There is an interesting phrase pair I have been hearing from a lot of instructors:
“Practice makes perfect.”
Then an admonishment:
“No. Practice makes permanent. So make sure you don’t practice poorly!”
The first is a message of hope and resilience. If you practice and stay the course, you can find mastery. If things are going wrong, keep practicing.
The second contains the idea “quality not quantity”, that’s a beautiful idea. However for many it also contains the message “Don’t practice unless you can do it perfectly already.”
I have seen many students trying to follow this second piece of advice and during the space of a class they only allow themselves to do a very small number of repetitions of any given technique. They haltingly muddle through each and every motion attempting to perfect it while in progress. I see them judging the quality of each stage, and judging themselves as well, long before such judgments are necessary or useful.
Sometimes you just need to allow your body/brain to figure things out through exposure and repetition. Your unconscious mind is far better at identifying patterns (positive and negative) than your conscious mind. When you seek perfection too early, you interrupt your natural learning process with over-thinking.

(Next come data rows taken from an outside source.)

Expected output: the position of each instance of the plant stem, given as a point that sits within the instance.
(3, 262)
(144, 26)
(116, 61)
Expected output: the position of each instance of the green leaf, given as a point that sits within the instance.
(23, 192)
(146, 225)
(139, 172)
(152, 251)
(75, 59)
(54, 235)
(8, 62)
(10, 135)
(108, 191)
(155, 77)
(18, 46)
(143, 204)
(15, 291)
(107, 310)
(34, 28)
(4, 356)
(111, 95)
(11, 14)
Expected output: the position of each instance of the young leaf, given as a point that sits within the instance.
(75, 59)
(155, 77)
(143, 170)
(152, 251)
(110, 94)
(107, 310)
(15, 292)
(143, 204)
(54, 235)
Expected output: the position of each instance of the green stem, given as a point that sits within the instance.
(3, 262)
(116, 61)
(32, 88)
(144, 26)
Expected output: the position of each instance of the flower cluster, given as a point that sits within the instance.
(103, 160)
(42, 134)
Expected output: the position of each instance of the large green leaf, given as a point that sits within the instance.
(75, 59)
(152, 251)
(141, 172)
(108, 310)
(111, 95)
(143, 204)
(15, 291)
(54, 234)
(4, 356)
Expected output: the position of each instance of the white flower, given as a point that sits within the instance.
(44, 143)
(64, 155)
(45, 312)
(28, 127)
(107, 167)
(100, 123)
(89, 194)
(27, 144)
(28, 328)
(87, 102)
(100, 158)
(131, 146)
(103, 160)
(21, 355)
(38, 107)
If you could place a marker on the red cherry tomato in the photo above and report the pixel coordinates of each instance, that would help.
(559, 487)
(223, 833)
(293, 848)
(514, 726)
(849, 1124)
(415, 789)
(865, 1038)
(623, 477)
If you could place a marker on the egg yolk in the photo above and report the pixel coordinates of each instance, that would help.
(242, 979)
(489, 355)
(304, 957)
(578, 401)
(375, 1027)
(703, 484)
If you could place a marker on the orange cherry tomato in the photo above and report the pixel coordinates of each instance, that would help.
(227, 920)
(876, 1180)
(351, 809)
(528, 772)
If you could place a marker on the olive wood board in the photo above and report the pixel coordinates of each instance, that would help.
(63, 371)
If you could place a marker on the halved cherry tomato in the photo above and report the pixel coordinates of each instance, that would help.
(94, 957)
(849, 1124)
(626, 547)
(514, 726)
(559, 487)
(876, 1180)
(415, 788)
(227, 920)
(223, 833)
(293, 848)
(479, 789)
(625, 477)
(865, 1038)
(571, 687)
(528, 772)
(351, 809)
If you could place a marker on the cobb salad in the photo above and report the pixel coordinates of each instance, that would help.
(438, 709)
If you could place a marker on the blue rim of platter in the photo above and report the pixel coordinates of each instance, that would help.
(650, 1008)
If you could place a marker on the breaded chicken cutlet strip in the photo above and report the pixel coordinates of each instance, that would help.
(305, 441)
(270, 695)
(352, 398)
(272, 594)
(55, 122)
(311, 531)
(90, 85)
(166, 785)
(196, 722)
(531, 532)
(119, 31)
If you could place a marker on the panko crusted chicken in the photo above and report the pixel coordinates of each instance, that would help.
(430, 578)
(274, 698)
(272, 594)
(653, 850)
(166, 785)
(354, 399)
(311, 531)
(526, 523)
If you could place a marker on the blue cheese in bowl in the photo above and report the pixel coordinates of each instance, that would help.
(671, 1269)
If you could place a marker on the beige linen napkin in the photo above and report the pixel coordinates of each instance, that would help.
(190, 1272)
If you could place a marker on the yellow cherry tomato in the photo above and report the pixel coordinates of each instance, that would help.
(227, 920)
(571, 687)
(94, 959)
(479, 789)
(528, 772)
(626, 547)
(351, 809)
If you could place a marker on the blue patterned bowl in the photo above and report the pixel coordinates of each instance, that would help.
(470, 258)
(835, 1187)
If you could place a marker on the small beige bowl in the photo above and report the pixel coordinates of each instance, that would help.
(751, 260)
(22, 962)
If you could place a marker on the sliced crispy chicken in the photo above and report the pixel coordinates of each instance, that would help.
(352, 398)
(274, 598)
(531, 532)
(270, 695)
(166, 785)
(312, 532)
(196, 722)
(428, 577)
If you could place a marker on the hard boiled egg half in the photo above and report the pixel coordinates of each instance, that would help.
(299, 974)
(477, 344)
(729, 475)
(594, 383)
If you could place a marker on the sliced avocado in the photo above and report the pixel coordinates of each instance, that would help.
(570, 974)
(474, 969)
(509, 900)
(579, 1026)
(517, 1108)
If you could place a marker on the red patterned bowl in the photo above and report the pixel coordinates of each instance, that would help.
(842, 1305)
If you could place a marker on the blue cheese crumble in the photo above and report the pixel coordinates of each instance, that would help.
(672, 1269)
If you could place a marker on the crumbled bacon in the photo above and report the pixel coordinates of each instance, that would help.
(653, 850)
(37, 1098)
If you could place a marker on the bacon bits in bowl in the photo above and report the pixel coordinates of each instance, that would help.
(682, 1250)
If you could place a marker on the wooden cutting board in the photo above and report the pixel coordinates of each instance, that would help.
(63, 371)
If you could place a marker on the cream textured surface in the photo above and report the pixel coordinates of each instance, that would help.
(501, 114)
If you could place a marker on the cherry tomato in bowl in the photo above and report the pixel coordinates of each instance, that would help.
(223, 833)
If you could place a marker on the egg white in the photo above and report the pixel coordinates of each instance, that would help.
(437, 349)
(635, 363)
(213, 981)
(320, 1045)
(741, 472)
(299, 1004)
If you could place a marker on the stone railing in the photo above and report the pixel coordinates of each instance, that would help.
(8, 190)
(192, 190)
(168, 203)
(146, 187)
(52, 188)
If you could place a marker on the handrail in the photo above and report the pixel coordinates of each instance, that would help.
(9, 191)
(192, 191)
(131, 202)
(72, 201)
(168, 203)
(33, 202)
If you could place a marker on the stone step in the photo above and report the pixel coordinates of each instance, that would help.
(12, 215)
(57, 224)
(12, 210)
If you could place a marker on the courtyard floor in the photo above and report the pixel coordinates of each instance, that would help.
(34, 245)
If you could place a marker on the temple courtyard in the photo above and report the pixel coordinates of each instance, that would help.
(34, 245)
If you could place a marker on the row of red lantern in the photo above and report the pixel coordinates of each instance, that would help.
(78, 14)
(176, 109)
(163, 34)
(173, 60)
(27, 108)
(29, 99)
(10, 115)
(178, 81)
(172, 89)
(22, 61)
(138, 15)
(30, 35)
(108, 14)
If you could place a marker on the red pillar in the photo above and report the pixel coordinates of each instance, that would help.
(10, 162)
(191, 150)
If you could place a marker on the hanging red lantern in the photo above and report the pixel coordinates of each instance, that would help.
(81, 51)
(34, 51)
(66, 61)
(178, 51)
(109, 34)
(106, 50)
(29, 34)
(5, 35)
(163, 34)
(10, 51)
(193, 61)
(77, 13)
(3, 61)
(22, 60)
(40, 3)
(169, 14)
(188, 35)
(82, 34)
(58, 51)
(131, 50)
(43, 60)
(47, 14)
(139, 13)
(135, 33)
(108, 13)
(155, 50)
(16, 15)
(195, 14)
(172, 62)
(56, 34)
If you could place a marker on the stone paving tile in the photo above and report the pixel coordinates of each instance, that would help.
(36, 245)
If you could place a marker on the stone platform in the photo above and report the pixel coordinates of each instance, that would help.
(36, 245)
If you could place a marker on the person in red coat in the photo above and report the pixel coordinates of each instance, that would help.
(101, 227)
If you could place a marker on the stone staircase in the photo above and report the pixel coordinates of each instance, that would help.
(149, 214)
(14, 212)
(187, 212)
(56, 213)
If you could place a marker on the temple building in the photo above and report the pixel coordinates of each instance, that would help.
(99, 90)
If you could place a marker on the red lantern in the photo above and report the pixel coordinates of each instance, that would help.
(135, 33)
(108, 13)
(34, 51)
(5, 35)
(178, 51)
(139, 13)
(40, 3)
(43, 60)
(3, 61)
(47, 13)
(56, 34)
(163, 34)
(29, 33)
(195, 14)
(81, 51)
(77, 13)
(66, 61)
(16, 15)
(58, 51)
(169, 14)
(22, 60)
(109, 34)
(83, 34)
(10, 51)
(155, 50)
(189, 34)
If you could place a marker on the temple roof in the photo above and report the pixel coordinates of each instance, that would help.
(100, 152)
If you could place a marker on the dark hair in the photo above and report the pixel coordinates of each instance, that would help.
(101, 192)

When someone is first learning a mechanic, I’d much rather they understand the objective of that mechanic and then practice the technique as much as possible. If you understand the outcome you are looking for you can continue to tweak and adjust the motion until it gets better at achieving that outcome.
As an instructor I try to provide my students with a context for any motion they learn and the waypoints they want to pass and why. If possible I create a stimulus and response to their technique that gives them a physical feedback of success or failure (if you successfully parry you don’t get hit). Then I invite them to do that motion as much as possible and I give them coaching when it seems relevant. That’s not a lot of coaching. Everyone needs time for their own feeling and exploration, too much coaching means too much thinking. At the end of the day, we want to “intuit” our way through a swordfight, not think our way through.

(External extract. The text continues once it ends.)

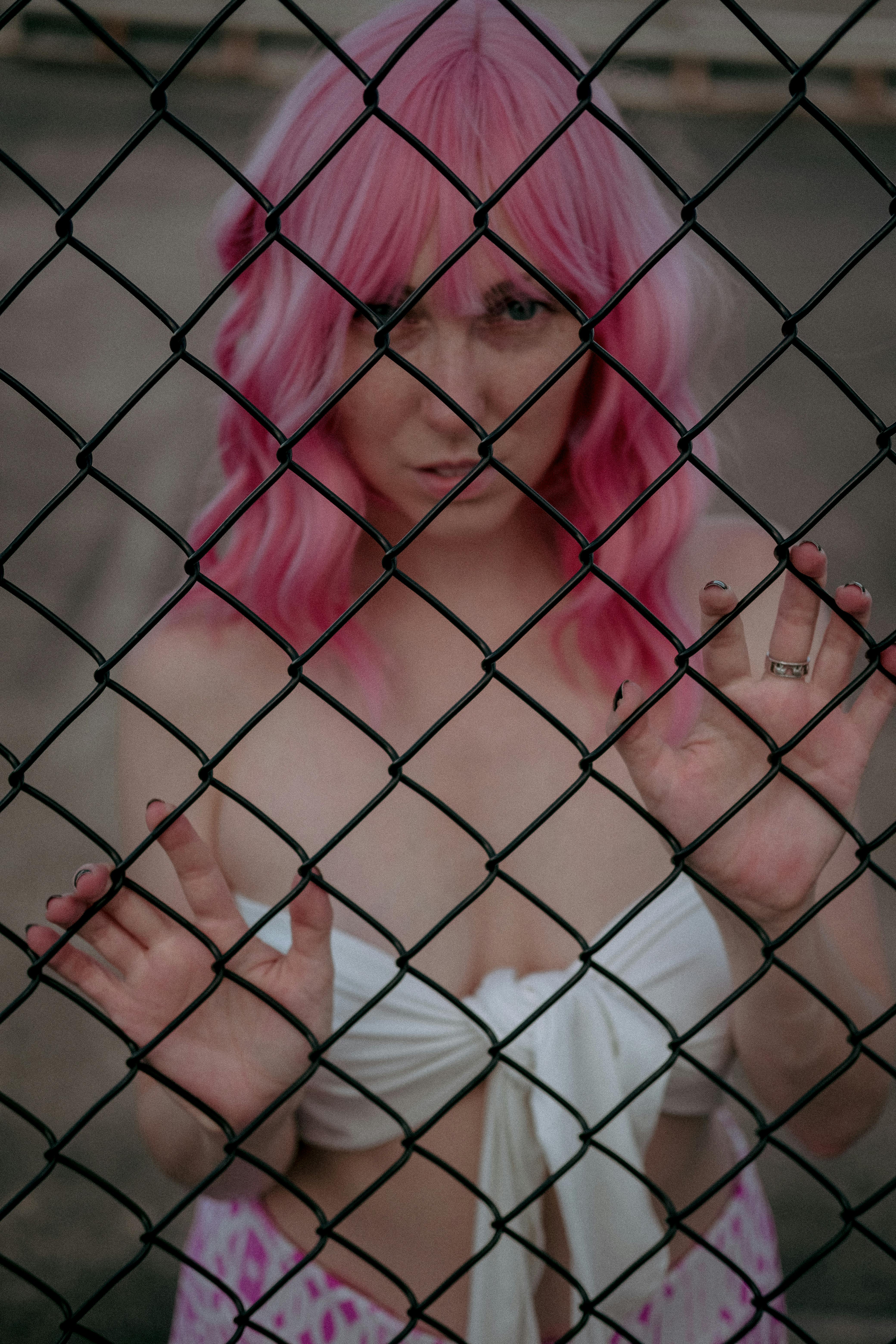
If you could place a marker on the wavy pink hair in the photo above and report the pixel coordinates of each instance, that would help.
(481, 93)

Learning something new is uncomfortable. Doing something you are not used to is, by definition, uncomfortable. As an instructor I am very comfortable with this in my students. I am patient with their learning. I want them to be patient with their learning as well.

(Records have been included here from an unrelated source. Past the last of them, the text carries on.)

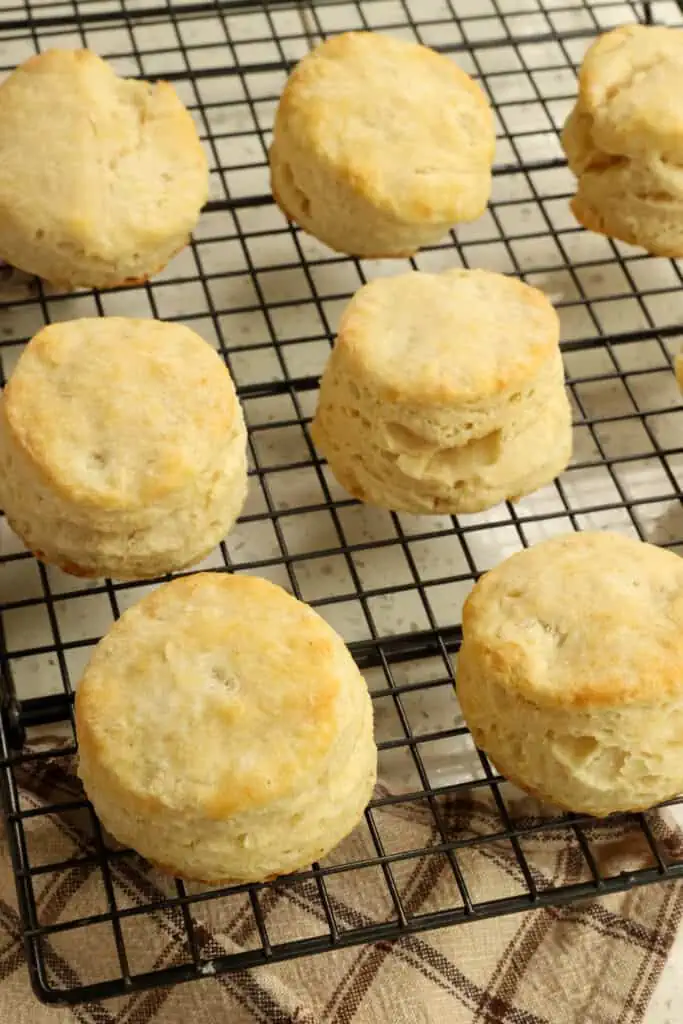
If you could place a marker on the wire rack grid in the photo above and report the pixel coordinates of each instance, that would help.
(268, 298)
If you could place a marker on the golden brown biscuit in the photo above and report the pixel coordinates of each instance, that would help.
(444, 393)
(101, 179)
(224, 730)
(570, 671)
(624, 138)
(381, 145)
(122, 448)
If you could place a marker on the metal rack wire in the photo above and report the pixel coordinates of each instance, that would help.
(267, 297)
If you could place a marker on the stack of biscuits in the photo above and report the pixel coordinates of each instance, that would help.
(225, 730)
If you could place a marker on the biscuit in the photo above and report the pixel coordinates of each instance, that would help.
(624, 139)
(122, 448)
(381, 145)
(569, 673)
(224, 730)
(444, 393)
(101, 179)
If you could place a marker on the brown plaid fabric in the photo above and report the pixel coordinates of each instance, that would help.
(591, 963)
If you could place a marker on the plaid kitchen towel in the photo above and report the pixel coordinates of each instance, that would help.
(591, 963)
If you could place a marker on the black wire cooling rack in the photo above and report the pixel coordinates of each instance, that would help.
(268, 298)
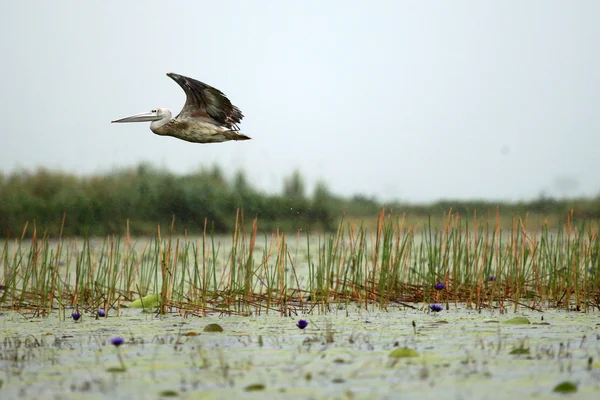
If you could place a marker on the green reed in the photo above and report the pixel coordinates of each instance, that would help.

So many aspects of physical training require a connection to the “feeling” of doing it properly. This is not something you can manage on a mental checklist. So stop trying. Turn off the judgment and turn up the curiosity. Let yourself do the motion a lot of times, feel the outcome, tweak and experiment, and be patient. Learning is uncomfortable and requires lots of bad reps before you find proficiency. So don’t aim for perfection, aim for practice, and get those bad reps going.